There's that complete package problem again, no one is willing to give us HD and 24p in the same deal.

John Locke May 21st, 2003 09:29 AM

Robert!! You're in Cannes!? Mon Dieu! (Cannes, B.C. maybe?)

You lucky son of a gun. Please give my regards to André at the Miramar... and if you happen to bump into Catherine Deneuve tell her I'm sorry for never returning her calls.

Okay...we were talking about some gadget or something, weren't we?

Rick Spilman May 21st, 2003 11:07 AM

<<<-- Originally posted by Don Parrish : There's that complete package problem again, no one is willing to give us HD and 24p in the same deal. -->>>

Not true. Of course you can get HD and 24p in the same camera. It will however cost you quite a bit more than $3,000.

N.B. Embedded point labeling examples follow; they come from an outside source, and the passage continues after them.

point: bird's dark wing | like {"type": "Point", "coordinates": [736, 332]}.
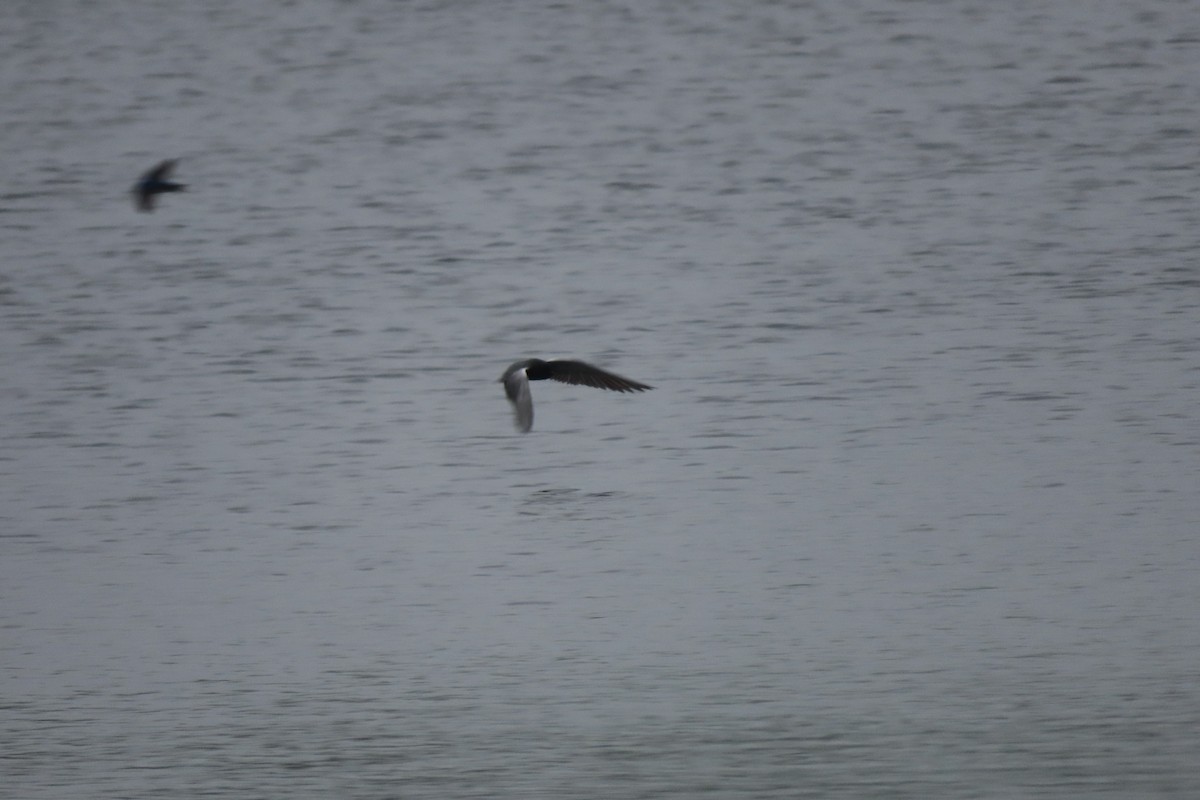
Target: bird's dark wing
{"type": "Point", "coordinates": [585, 374]}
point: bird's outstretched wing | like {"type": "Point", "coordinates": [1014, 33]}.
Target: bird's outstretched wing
{"type": "Point", "coordinates": [516, 386]}
{"type": "Point", "coordinates": [585, 374]}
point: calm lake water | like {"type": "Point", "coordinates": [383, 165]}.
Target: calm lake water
{"type": "Point", "coordinates": [911, 512]}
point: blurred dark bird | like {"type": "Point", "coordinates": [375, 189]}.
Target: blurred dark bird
{"type": "Point", "coordinates": [155, 182]}
{"type": "Point", "coordinates": [517, 377]}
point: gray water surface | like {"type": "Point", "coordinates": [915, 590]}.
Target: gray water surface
{"type": "Point", "coordinates": [912, 509]}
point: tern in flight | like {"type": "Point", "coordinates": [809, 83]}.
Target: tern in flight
{"type": "Point", "coordinates": [517, 377]}
{"type": "Point", "coordinates": [155, 182]}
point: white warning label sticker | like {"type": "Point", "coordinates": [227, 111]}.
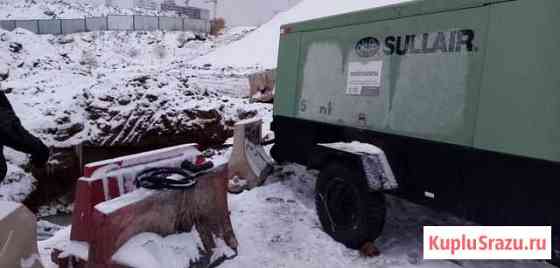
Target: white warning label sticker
{"type": "Point", "coordinates": [364, 78]}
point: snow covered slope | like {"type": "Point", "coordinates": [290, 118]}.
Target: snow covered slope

Dennis Adams May 21st, 2003 05:39 PM

Yea, I guess it would be too hard (and too expensive) to slow down the frame clock from 30Hz to 24Hz. They'd have to triple the price to pull that trick off. Duh.
///d@

Rick Spilman May 21st, 2003 05:49 PM

"Real" HD cameras can shoot at variable speeds. They cost real money.

These are consumer cameras with just adequate lenses and tiny ccds. You can fixate on frame rate all you want but that isn't the biggest problem that these cameras seem to have.

Joseph George May 21st, 2003 07:36 PM

24p is no big deal technologically, but the manufacurers are making sure we do not get all the good features in their inexpensive packages, and will therefore buy their expensive ones.

There will be soon nearly 200 theater screens in major US markets with digital projectors that accept 30p. If the movie will ever need a wider distribution, you can slow it down digitally to 24 fps for optical printing. It is slow work, especially on fast/complex motion scenes, but it can be done, and it is not that expensive.